Der Reifen wäre vor 4 Jahren hergestellt – aus Sicht des ADAC zu alt für einen Verkauf als Neureifen. Denn Tatsache ist: Frischer Gummi greift am besten. Und Untersuchungen des ADAC mit ungenutzten Neureifen unterschiedlichen Alters haben gezeigt, dass sich die technischen Eigenschaften über die Jahre negativ verändern können.

Physik und Chemie: Warum Reifen altern

Denn Reifen altern aufgrund physikalischer und chemischer Prozesse beispielsweise durch Witterungseinflüsse wie UV-Licht, Feuchtigkeit sowie extrem hohe oder niedrige Temperaturen. Besonders schädlich ist auch z.B. ozonhaltige Atmosphäre. Sowohl Elastizität als auch Haftfähigkeit des Reifens verändert sich – und das gilt genauso für nicht oder wenig benutzte Reifen.
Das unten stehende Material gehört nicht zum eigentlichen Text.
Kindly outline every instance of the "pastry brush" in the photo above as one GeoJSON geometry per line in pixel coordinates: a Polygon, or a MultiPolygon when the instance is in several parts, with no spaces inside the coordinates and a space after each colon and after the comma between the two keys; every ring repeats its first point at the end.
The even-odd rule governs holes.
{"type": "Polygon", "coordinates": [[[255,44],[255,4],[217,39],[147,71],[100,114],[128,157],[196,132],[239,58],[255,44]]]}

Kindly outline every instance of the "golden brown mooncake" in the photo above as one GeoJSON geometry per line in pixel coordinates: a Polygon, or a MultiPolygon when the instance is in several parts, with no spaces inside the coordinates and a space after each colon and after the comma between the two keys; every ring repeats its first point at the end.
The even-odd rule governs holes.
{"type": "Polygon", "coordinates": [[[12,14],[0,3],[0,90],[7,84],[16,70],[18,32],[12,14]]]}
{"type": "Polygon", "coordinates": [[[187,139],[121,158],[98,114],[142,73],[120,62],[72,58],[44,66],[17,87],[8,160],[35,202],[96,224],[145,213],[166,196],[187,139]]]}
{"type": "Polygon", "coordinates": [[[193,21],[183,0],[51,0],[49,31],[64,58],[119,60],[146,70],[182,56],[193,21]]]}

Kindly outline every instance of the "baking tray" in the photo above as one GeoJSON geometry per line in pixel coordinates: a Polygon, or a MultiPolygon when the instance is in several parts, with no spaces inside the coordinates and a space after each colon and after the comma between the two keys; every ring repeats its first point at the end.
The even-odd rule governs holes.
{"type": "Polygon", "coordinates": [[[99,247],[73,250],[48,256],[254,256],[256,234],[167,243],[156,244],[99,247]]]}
Deshalb ist es wichtig, beim Neukauf darauf zu achten, dass die Reifen möglichst jung sind. Natürlich kann es vorkommen, dass ein Reifen nicht erst in den letzten Monaten hergestellt wurde. Doch älter als zwei Jahre sollte kein Neureifen sein – darauf können Sie schon bei der Auftragsvergabe hinweisen.
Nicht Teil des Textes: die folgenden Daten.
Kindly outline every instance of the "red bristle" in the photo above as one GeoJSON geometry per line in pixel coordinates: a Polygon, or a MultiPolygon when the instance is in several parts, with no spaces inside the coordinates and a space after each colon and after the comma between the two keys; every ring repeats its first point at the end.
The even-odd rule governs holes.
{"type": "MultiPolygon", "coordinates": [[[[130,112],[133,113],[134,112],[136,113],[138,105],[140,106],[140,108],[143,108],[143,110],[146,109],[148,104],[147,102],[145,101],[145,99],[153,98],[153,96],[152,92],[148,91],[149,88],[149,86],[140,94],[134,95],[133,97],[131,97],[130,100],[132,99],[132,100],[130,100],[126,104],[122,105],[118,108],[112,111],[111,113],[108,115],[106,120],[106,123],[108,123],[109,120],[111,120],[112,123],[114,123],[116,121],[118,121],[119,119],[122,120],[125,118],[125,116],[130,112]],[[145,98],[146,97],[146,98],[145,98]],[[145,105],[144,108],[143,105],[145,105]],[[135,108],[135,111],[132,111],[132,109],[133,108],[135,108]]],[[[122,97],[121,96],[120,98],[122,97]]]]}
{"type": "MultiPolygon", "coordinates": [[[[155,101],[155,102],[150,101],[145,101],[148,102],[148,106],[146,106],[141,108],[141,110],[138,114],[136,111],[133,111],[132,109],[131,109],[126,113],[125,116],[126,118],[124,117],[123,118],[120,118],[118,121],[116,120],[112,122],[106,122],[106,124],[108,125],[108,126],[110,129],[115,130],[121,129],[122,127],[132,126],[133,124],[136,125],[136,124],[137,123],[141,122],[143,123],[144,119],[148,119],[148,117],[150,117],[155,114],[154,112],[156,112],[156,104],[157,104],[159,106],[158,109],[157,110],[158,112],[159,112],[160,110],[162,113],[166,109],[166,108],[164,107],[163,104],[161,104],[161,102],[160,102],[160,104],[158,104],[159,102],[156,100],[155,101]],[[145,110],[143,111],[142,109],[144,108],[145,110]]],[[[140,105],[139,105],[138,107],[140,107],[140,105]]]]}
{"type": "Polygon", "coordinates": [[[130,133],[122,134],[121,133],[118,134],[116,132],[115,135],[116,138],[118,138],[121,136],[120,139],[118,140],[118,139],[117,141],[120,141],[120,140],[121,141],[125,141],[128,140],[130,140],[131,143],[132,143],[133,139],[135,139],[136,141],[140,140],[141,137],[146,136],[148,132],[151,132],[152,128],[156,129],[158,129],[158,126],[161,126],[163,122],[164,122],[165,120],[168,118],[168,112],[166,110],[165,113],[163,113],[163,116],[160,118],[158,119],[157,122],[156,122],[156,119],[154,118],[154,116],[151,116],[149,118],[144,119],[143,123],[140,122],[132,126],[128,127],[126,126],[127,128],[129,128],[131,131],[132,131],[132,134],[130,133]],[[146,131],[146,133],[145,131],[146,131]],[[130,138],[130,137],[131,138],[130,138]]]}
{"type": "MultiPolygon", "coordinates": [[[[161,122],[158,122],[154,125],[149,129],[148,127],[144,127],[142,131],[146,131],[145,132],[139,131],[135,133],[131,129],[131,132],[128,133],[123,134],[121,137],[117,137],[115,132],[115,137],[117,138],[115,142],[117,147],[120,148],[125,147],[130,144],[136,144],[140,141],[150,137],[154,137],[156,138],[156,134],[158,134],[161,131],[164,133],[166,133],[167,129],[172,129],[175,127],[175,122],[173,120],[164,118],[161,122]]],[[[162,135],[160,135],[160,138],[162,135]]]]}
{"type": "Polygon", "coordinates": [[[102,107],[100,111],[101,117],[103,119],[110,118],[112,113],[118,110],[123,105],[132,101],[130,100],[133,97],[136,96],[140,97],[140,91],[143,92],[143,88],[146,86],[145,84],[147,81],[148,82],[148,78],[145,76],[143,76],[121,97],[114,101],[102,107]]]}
Reifenalter: (Fast) keine gesetzlichen Vorschriften

Kunde betrachtet Reifen
Der Kunde weiß nicht, ob die Reifen fachgerecht gelagert wurden © Fotolia/Igor Kardasov

Dass Reifen öfter mal länger lagern, begründet der Reifenhandel damit, dass nur so die Verfügbarkeit der Reifen für den Autofahrer sichergestellt werden kann. Denn der Markt ist aufgrund der Vielfalt bei den Reifengrößen, den unterschiedlichen Varianten und Spezifikationen sehr komplex. Und die Reifenhersteller argumentieren, dass nur eine Produktion in hohen Stückzahlen eine wirtschaftliche Fertigung ermöglicht, was sich dann positiv auf den Preis auswirkt. 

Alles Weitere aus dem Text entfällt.